In the 1860s Odling, like many chemists, was working towards classifying the elements, an effort that would eventually lead to the periodic table of elements. He was intrigued by atomic weights and the periodic occurrence of chemical properties. William Odling and Lothar Meyer drew up tables similar, but with improvements on, Dmitri Mendeleev's original table. Odling drew up a table of elements using repeating units of seven elements, which bears a striking resemblance to Mendeleev's first table. The groups are horizontal, the elements are in order of increasing atomic weight and there are vacant slots for undiscovered ones. In addition, Odling overcame the tellurium-iodine problem and he even managed to get thallium, lead, mercury and platinum in the right groups - something that Mendeleev failed to do at his first attempt.

Odling failed to achieve recognition, however, since it is suspected that he, as Secretary of the Chemical Society of London, was instrumental in discrediting John Alexander Reina Newlands' efforts at getting his own periodic table published. One such unrecognised aspect was for the suggestion he, Odling, made in a lecture he gave at the Royal Institution in 1855 entitled The Constitution of Hydrocarbons in which he proposed a methane type for carbon (Proceedings of the Royal Institution, 1855, vol 2, pp. 63–66). August Kekulé made a similar suggestion in 1857, then in a subsequent paper later that same year proposed that carbon is a tetravalent element.

==Career==
Odling became a Chemistry Lecturer at St Bartholomew's Hospital Medical School and a Demonstrator at Guy's Hospital Medical School in 1850. Leaving St Bartholomew's in 1868 he became a Fullerian Professor of Chemistry at the Royal Institution where in 1868 and 1870 he was invited to deliver the Royal Institution Christmas Lecture on The Chemical Changes of Carbon and Burning and Unburning respectively.

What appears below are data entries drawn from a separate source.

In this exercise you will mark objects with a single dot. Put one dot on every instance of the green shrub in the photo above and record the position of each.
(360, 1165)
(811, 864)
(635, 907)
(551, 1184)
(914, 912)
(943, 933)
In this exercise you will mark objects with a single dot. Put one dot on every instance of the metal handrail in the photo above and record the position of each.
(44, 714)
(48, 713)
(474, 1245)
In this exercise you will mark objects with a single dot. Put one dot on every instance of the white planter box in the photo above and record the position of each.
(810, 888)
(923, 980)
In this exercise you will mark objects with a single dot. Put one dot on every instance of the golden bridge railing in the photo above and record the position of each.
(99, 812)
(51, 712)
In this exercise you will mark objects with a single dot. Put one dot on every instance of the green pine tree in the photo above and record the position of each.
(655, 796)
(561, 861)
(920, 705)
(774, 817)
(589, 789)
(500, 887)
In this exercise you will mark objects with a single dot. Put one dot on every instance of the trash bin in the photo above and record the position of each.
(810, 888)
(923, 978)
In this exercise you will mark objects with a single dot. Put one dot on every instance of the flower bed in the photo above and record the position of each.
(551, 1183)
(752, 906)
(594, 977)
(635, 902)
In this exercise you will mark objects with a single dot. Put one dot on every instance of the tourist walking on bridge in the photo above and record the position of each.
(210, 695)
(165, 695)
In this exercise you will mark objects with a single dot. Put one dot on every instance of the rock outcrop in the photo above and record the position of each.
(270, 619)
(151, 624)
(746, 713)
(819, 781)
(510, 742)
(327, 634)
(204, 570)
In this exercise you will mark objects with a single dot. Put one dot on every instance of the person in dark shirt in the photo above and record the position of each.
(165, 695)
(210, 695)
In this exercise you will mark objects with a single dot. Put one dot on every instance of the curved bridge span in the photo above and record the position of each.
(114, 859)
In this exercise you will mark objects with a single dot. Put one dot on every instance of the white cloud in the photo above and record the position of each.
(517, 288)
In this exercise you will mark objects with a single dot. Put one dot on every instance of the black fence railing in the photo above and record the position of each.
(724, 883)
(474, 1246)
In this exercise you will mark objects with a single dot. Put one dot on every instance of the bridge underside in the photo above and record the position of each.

In 1872 he left the Royal Institution and became Waynflete Professor of Chemistry and a fellow of Worcester College, Oxford, where he stayed till his retirement in 1912.

Odling also served as a fellow (1848–1856), honorary secretary (1856–1869), vice-president (1869–1872) and president (1873–1875) of the Chemical Society of London as well as a censor (1878–1880 and 1882–1891), vice-president (1878–1880 and 1888–1891) and president (1883–1888) of the Institute of Chemistry.

In 1859 he was made a fellow of the Royal Society of London and in 1875 he was granted an honorary PhD by Leiden University, the Netherlands.